Commercial Agreements
We routinely review and negotiate commercial agreements with strategic importance such as master service agreements (MSAs) and nondisclosure documents (NDAs). You’d be amazed how many pitfalls there could be in a “template” or “standard” draft agreement from a vendor. We will guide you around those pitfalls with your business goals in mind. Here are just some examples:
Pitfall - Binding MSAs with lengthy terms and no exit options.
We will request the right to terminate the agreement without penalties, or having to prove “material default” by the vendor.
Pitfall - Overly strict conditions for paying out rebates.
We will push back on the vendor’s right to withhold or even cancel rebates, just because you might have committed immaterial breach of the agreement.
Pitfall - Lack of IT service performance standard
You’d want your POS and other IT vendor to commit to limited downtime and prompt response to maintenance request.
Pitfall - One-sided NDA that fails to safeguard your proprietary information.
Be aware of NDAs that impose significant burden on you to protect the vendor’s IP rights, without affording any meaning protection to yourself.
Pitfall - NDA contains a significant liquidated damages provision, exposing you to shocking liability.
Eliminate such provision completely, or limit its application to intentional acts (which we are sure you won’t commit).
Corporate Agreements
We draft foundational corporate agreements like operating agreements, shareholder agreements, subscription agreements and more to suit your specific circumstances. These agreements clearly outline the rights and responsibilities of you and your business partners through various stages of business, covering crucial topics:
Initial and additional capital contributions
If a partner fails to deposit his or her shares of capital contribution into the company account, you should have contractual remedies available. Potential remedies include dilution of his or her shares in the company, increased annual interest (e.g., 10%) on the amount he or she owes to the company, or perhaps more seriously, total forfeiture of his or her shares in the company. You may also craft alternative or additional remedies with attorney’s help.

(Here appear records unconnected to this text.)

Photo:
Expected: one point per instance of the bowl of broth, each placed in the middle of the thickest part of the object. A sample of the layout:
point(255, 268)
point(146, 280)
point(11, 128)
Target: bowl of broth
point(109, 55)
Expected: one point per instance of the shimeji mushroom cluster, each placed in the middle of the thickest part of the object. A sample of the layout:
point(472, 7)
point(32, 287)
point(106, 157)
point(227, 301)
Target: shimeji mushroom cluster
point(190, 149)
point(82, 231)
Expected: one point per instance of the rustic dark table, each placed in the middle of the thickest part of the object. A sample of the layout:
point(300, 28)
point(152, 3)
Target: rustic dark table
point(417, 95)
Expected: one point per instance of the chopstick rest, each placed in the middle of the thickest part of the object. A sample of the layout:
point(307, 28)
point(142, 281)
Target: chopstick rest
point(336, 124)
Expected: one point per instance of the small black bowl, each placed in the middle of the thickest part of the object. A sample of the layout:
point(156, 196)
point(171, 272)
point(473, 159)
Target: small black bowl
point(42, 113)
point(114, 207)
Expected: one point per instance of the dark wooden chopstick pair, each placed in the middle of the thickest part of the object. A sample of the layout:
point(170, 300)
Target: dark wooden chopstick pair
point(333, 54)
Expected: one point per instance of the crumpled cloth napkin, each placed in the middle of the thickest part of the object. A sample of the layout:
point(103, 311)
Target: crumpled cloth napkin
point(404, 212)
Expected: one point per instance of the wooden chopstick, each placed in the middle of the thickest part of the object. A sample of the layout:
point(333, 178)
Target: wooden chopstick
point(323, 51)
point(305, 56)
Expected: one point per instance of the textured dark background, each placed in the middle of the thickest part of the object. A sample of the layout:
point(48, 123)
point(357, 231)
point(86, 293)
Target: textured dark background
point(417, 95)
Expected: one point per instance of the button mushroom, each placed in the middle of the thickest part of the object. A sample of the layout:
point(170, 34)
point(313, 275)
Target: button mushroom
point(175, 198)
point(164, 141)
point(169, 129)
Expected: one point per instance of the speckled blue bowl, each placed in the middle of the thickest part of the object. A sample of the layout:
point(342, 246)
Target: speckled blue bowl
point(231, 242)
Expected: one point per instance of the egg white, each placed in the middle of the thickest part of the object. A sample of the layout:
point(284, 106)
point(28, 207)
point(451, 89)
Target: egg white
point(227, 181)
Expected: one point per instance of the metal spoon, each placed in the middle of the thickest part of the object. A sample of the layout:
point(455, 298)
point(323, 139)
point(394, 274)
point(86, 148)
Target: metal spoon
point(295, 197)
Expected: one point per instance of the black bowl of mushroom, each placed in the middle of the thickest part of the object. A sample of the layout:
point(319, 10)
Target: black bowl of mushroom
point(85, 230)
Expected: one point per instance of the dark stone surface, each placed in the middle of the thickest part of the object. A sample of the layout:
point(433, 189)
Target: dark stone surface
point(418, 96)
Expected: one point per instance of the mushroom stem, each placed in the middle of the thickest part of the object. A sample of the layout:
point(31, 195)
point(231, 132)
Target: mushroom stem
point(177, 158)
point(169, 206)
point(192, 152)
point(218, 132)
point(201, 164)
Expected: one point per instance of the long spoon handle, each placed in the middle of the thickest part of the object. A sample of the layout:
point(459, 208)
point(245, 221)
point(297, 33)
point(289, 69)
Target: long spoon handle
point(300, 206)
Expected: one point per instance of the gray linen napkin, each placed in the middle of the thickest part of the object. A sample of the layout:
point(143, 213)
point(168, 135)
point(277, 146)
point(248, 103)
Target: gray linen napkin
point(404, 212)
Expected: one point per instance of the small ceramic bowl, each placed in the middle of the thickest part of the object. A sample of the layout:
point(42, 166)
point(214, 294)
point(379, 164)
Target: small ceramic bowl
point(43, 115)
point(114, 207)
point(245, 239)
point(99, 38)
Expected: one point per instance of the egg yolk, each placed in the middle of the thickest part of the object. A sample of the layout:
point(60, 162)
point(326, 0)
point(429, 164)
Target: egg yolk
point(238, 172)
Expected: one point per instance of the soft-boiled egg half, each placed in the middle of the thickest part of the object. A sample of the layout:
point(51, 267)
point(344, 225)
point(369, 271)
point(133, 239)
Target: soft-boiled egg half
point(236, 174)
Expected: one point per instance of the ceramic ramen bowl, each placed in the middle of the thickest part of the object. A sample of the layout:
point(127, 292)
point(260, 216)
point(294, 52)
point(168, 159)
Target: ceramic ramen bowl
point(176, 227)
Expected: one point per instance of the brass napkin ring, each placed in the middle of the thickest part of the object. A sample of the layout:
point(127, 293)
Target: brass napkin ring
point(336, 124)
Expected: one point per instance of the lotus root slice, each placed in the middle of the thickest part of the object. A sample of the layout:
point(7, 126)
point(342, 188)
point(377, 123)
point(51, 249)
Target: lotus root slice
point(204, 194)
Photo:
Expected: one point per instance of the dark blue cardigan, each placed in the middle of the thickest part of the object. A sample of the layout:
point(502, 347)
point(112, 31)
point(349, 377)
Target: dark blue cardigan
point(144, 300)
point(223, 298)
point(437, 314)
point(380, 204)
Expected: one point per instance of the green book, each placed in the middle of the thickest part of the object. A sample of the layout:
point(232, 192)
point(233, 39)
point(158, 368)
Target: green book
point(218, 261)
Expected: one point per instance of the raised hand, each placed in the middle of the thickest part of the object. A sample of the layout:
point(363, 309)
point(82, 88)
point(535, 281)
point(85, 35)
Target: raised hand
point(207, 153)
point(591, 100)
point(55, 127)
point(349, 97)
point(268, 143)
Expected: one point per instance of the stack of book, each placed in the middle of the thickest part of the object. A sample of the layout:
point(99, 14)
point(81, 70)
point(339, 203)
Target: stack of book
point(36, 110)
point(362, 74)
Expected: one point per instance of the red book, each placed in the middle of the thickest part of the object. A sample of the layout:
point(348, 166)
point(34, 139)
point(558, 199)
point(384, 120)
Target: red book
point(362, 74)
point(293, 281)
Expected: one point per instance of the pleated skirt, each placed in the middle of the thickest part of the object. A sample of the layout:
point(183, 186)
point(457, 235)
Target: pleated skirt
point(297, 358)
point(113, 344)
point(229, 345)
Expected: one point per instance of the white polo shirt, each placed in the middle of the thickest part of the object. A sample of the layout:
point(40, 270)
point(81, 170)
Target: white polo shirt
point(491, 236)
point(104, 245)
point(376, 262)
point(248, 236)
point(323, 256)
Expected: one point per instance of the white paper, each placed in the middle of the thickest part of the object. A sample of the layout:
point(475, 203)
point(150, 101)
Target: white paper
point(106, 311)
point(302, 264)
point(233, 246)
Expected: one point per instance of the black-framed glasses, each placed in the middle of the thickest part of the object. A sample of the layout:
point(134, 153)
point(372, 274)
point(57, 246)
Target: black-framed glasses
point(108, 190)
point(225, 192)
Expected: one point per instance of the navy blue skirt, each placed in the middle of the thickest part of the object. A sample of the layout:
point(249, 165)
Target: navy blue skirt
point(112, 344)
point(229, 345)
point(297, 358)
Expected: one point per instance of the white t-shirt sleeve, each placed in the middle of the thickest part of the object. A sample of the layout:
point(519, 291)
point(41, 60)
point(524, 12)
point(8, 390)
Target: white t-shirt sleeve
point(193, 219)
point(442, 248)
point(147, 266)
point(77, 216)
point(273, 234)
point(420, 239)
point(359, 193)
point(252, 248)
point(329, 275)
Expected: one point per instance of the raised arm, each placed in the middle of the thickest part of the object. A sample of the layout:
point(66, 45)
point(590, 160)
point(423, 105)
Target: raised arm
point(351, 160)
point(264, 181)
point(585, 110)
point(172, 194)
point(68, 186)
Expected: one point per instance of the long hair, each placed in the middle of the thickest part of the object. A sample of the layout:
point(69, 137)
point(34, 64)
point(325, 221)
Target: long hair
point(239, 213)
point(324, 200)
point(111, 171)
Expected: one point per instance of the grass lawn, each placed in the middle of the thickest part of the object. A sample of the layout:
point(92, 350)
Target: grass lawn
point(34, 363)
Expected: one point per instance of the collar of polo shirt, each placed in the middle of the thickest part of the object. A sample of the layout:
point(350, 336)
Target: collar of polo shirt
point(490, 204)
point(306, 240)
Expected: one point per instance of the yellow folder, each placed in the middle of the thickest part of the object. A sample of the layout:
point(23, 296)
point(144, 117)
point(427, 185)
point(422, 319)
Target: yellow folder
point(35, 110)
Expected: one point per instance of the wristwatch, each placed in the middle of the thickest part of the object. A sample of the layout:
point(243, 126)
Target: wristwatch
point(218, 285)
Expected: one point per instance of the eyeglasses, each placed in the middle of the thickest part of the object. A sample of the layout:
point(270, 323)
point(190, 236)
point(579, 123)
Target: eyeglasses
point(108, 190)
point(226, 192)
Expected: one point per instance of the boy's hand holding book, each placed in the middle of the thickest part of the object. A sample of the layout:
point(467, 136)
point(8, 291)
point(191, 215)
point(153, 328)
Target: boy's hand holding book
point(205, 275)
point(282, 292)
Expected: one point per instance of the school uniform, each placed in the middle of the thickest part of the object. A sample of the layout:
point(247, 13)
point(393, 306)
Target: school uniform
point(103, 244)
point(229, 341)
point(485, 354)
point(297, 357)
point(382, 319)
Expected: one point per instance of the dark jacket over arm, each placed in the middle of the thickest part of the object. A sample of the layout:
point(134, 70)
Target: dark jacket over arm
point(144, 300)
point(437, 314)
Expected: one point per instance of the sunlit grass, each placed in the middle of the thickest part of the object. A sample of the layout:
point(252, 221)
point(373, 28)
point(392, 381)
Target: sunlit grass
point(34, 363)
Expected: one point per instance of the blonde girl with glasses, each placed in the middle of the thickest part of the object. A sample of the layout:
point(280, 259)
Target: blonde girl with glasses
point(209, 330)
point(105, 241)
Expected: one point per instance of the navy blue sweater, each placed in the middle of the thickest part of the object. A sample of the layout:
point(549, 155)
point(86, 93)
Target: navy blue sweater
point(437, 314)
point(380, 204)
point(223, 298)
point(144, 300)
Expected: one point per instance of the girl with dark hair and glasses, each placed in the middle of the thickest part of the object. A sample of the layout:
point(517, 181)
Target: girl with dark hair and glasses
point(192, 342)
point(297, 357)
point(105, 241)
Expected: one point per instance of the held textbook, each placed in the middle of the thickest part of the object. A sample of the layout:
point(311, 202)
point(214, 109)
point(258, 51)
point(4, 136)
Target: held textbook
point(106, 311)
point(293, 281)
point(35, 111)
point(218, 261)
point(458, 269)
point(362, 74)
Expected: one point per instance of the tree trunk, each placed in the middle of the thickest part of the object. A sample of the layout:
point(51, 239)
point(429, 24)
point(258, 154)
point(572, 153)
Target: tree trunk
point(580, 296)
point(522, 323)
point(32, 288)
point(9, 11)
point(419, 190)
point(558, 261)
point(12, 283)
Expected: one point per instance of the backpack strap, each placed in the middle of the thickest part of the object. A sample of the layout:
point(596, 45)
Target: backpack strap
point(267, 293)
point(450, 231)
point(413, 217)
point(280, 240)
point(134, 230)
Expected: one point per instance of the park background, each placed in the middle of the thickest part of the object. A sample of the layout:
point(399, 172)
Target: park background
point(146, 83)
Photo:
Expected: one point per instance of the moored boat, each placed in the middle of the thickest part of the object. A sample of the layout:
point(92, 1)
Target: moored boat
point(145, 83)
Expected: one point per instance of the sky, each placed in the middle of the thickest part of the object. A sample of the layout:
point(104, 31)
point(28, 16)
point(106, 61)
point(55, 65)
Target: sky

Who among the partners get(s) to decide when to deposit how much additional capital contributions into the company account is an important topic that should be addressed in the shareholder or operating agreement. You definitely want to avoid the situation where the company urgently needs additional capital contribution (e.g., if the renovation proves more expensive than expected), but is unable to do so due to deadlock among partners.
Day-to-day operational management
You don’t want to lose operational control of your business. Perhaps you have hired a manager, or have a managing partner who oversees the day-to-day operation (so that you don’t have to), but you’d still want to retain the final decision power on significant matters. This can be also achieved by reserving the right to hire/fire managerial personnel at your discretion.
If you are appointed to oversee the company’s daily operation, you’d want the most robust protection from personal liability that is legally permissible, at least so long as you are acting in good faith to serve the company’s interest. For instance, the company should indemnify you against any claims filed by former employee that was fired by you due to performance issues.
Transfer of shares or membership interests
At minimum, you’d want some control over who you are partnering with. Thus, you should at least have a right of first refusal (i.e., the right to be notified of and match the bid if a partner receives an offer from a third party to purchase acquire his her shares in the company). Ideally, you’d want the option to either a. purchase the other partners’ shares in the company at a certain price (or with a certain valuation mechanism); or b. sell your own shares in the company at a certain price (or with a certain valuation mechanism). These exit options are crucial and should be considered before you join the venture.